Recognize, as well, the importance of ongoing feedback and the reality that your app is likely to change over time, based on that feedback. "We have an internal design department that allows us to make quick adjustments based on sales feedback. Also we want the user experience to be as good as it can be. If we get feedback from the field we want to be able to adjust things as fast as we can." That said, he also stresses the importance of prioritizing these modifications. "There are a million things that mobile business can do for you, but it comes down to what do you need right away and what resources do you have," Burgess says. He suggests that those developing apps start with the basics and then layer on additional functionality as they receive feedback from users.
"Analyze performance: what is it doing for you, where are there opportunities for improvement?" Burgess asks. Performance data can help site owners identify the content that is generating the most interest and interaction, the types of free content that may lead to premium sales, as well as the content that may be most shareable.
Philip Rooke is the CEO of Spreadshirt, based in the Berlin area, an ecommerce platform for selling items through virtual shops on a just-in-time production basis. "All of the products are virtual; nothing is created until it's actually ordered by the customer," he says. Over the last 12 months, 45,000 shops have been established.
"If you're going to be good in e-commerce, or anything online, you really have to understand the user experience of your customer and their motivations and what are they trying to do and how they are trying to use you," says Rooke. For content providers, he says: "If you weren't doing a lot of mobile transactions a year ago, your customers are expecting you to do them now. It's a big game changer."
Mobile apps, says Salz, will go the way of websites-they will become a must-have for content providers that hope to remain viable. In fact, they may already be there.

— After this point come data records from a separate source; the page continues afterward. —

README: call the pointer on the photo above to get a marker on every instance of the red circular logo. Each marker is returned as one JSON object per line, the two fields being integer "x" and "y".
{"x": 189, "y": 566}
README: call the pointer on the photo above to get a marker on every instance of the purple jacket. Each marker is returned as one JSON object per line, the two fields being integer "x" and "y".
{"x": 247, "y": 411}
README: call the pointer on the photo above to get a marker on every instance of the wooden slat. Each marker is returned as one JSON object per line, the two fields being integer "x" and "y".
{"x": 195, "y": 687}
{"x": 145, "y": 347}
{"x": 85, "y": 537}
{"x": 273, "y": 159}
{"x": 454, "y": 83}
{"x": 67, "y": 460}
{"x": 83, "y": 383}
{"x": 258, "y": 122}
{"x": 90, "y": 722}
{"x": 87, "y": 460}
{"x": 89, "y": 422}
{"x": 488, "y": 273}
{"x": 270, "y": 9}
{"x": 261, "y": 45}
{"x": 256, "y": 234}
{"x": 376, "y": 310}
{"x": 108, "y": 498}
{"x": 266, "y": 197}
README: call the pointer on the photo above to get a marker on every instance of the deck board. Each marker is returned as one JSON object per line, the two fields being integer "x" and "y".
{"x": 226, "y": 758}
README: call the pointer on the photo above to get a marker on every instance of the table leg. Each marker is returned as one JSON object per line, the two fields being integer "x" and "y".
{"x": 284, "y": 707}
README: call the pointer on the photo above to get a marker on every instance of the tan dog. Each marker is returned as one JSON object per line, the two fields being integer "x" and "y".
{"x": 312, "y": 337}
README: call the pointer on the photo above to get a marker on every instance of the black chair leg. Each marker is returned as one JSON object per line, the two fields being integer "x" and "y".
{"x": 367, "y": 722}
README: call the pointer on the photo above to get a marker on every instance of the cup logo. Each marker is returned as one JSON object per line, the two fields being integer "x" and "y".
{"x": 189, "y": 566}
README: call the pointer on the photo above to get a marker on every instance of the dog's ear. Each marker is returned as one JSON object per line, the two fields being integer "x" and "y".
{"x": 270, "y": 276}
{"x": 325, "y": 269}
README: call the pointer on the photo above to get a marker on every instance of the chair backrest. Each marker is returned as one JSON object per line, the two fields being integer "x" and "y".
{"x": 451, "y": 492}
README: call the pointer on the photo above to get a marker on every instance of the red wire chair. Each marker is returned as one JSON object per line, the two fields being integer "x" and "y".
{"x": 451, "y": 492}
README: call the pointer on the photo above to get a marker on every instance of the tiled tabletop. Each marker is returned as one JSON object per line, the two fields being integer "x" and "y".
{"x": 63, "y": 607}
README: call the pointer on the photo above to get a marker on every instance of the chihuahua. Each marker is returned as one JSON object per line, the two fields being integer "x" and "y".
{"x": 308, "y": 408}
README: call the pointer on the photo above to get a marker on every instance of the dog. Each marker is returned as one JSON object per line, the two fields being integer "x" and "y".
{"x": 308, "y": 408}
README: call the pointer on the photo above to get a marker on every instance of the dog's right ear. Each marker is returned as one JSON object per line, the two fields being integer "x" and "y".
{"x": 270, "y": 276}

The challenge is developing and maintaining an app that resonates with the audience so they keep coming back for more.
"The good news for the content industry is that one of the ways we will use our apps is if there's a fresh reason to do so," says Salz. "Breaking news is an awesome reason to do so." And, she adds-this content doesn't have to be specifically "news"-it could be "whatever content we agreed [upon] when I downloaded your app in the first place."
Unlike retailers that are dealing with the increasing prevalence and threat of "showrooming," content industry companies "don't have to scratch their head and think about how do I engage with my customer or how do I get them to use the app because, by default, it's all going to be fresh and new and interesting."

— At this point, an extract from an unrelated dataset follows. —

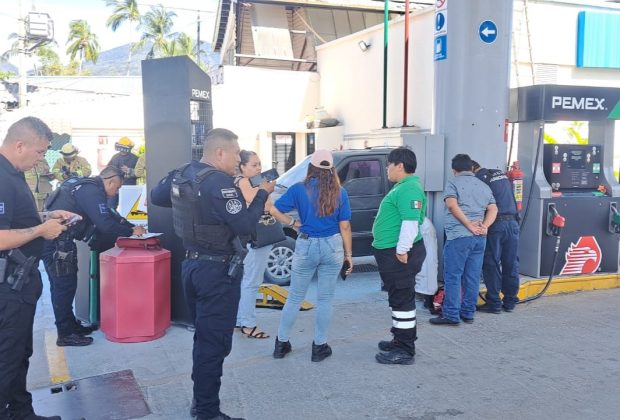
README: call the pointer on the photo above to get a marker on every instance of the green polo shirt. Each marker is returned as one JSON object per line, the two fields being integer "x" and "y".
{"x": 406, "y": 201}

Content providers also have a built-in ability to be constantly refreshing their content, which is key, says Salz. "If you have timely content and you can push it out to an app, that makes a lot of sense.
"It's also very important and studies have shown that if you are going to have an app it needs to be refreshed. It's almost a perfect match with content provider strategy," she says.
From a usability standpoint, Rooke says: "We're very much finding that it's a browsing experience. They're looking for ideas or they're looking for something to purchase around their hobby, or a gift or to buy for someone.
"What we've found through mobile is they want to browse, not necessarily to build," he says. "People want to be able to actually find things." Frequently they are doing this through a "second screen" experience where they may, for instance, be watching something on television while they are simultaneously browsing via their mobile device.
For businesses hoping to monetize the mobile experience, he says, the ability to change the browsing experience to be mobile-friendly is critical. "We have to make it easy for them to browse."
But, importantly, before users ever have the opportunity to experience an app, they must know that it exists. That awareness is often left to chance.